Das Gebiet erwies sich als sehr schön. Es war sehr felsig, und ich kam in den Wald. Ab und zu musste man den Bach überqueren. Es waren viele Guides mit ihren Gruppen unterwegs, und ich war froh, hart geblieben zu sein. Nach einer Weile kommt man zu ersten kleinen Wasserfällen. Das Geröll nimmt stetig zu. Normalerweise hätte ich dafür meine Wanderschuhe gebraucht, doch da dies nur eine kleine Wanderung war, dachte ich, ich bräuchte sie nicht. Das war falsch. Auch heute war es wieder sehr warm, doch im Schatten der Bäume ließ sich gut laufen. Die Natur hier ist wirklich angenehm; ich hätte es nicht so schön erwartet. Je höher man kommt, umso steiler wird der Pfad. Man war hier nun schon weit im Gebirge, und die Zivilisation hatte sich schon längst verabschiedet. Immer wieder zeigten sich bereits kleinere Wasserfälle. Zum ersten Mal bekam ich die marokkanische Bergwelt zu spüren. Nach ca. einer Stunde erreichte ich den großen Wasserfall. Ich wunderte mich, als ich eine kleine Getränke-Bar und Sitzmöglichkeiten hier oben sah. Ein anderer Tourist bat mich, von ihm und seiner Familie ein Foto unter den Fällen zu machen. Das nutzte ich dazu, um auch von ihm fotografiert zu werden. Die meisten Besucher kommen nur bis hierhin und kehren dann wieder um. Doch ich wollte das nicht. Wenn ich nun schon einmal hier war, dann wollte ich auch alle Wasserfälle sehen, denn weiter oben sollten noch welche folgen.
Die kleine Wanderung beginnt
Der weitere Weg wird aber immer schwieriger, und teilweise muss man schon fast klettern. Von weit oben hatte man eine schöne Aussicht auf Setti Fatma.

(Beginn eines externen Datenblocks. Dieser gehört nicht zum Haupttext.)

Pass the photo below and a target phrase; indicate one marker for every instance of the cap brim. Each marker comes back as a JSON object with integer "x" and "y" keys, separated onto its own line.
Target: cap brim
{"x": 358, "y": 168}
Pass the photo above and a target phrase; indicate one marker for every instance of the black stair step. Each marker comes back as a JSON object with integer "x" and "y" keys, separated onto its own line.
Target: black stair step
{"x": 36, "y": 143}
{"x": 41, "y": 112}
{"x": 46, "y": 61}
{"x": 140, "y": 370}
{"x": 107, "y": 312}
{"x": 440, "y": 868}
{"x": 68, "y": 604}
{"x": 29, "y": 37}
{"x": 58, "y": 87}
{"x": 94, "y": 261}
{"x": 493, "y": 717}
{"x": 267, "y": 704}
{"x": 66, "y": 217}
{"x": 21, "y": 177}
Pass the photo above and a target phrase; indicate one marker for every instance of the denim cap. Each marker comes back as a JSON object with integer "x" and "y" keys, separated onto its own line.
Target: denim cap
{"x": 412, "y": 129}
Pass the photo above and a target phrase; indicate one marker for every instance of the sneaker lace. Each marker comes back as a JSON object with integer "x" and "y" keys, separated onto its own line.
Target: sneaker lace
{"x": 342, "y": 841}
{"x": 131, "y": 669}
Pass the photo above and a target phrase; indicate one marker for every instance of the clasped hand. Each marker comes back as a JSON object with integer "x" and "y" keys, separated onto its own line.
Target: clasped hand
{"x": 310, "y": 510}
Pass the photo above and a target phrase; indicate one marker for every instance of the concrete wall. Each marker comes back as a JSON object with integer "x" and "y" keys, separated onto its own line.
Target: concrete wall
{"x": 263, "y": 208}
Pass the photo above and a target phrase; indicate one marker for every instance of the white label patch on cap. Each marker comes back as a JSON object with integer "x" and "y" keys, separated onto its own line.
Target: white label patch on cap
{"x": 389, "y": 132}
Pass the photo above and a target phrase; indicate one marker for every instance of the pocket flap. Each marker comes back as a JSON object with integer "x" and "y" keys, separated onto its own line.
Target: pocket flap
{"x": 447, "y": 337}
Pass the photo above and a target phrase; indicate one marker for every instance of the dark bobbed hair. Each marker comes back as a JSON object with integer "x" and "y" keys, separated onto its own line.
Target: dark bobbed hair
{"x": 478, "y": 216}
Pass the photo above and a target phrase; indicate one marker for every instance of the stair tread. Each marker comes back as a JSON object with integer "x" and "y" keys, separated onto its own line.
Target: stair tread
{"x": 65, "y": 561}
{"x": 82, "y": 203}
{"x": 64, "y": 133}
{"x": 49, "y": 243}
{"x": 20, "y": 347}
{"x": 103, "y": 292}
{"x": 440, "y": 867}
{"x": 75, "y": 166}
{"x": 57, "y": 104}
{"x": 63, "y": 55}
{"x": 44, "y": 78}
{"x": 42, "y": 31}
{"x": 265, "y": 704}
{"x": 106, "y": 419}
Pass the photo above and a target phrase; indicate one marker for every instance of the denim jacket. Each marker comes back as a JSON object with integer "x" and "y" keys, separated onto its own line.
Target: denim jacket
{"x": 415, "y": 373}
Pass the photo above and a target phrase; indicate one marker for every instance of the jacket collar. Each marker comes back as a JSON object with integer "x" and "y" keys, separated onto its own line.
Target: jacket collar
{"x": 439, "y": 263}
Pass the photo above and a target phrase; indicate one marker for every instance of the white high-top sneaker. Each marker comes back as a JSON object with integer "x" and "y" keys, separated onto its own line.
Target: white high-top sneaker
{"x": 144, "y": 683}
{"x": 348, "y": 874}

Meine Anstrengungen wurden belohnt, auch wenn meine Beine durch die Kletterei schon fast zitterten, aber ich kam noch zu drei weiteren Wasserfällen und hatte den höchstgelegenen erreicht. Ein Wanderer kam von noch weiter oben den Berg hinab und berichtete mir, dass man oben den Bach ruhig dahinfließen sehen würde und es sehr schön dort sei. Da musste ich nun aber passen. Ich konnte nicht mehr und der weitere Aufstieg war sehr schwierig. Auf der Höhe der Getränke-Bar – an der ich zwecks Ausruhen und der Aufnahme eines Orangensafts erst einmal pausierte – zweigt ein anderer Pfad ab, auf dem man ebenfalls wieder nach Setti Fatma kommt. Den nahm ich, denn schließlich will man ja nicht denselben Weg wieder zurücklaufen, und außerdem hatte man von dort einen schönen Überblick über das Tal. Dieser Pfad führte mich in nur 30 Minuten zurück in das Dorf. Nun hatte ich mit 2 ½ Stunden doch länger gebraucht als gedacht, doch ich war glücklich. Die Parkgebühren waren mit 10 Dirham ein Schnäppchen.
Weiterer Aufstieg und Rückkehr
Zurück in Setti Fatma
Im Anschluss wollte ich eigentlich das schöne Mizane-Tal bei Imlil besuchen, doch entschied ich mich aufgrund der fortgeschrittenen Stunde dagegen und fuhr durch das Gebirge in Richtung der 2 ½ Stunden entfernten, festungsartigen Moschee Tin Mal, der einzigen Moschee, die man auch als Ungläubiger betreten darf. In einem Bergrestaurant stärkte ich mich mittels einer Suppe und eines Cheeseburgers. Die Straße wurde dann immer schlechter und schlechter und wurde zu einem holprigen Waldweg. Wo war ich denn hier gelandet? Ein einsamer Schafhirte führte seine Herde durch den Bergwald. Irgendwann war der Weg unbefahrbar. Durch Unwetter hatten sich so große Rillen und Furchen im Weg gebildet, dass man das mit einem herkömmlichen PKW nicht mehr schaffen konnte. Ich habe meinem Peugeot wirklich Einiges zugemutet. Das arme Auto! Dann versuchte ich, von der anderen Seite auf einer anderen Straße an die Moschee zu kommen. Leider hatte ich übersehen, dass man die letzten Kilometer hinauf zur Moschee laufen musste. Das wollte ich mir jetzt aber nicht mehr zumuten und versuchte auch hier, so weit wie möglich zu fahren. Da auch hier das irgendwann nicht mehr möglich war, gab ich auf. Schade. So gab ich mich mit meiner schönen Wanderung im Ourika-Tal und dem Besuch des Berber-Museums als Tageserlebnisse zufrieden und trat den Rückweg nach Marrakesch an.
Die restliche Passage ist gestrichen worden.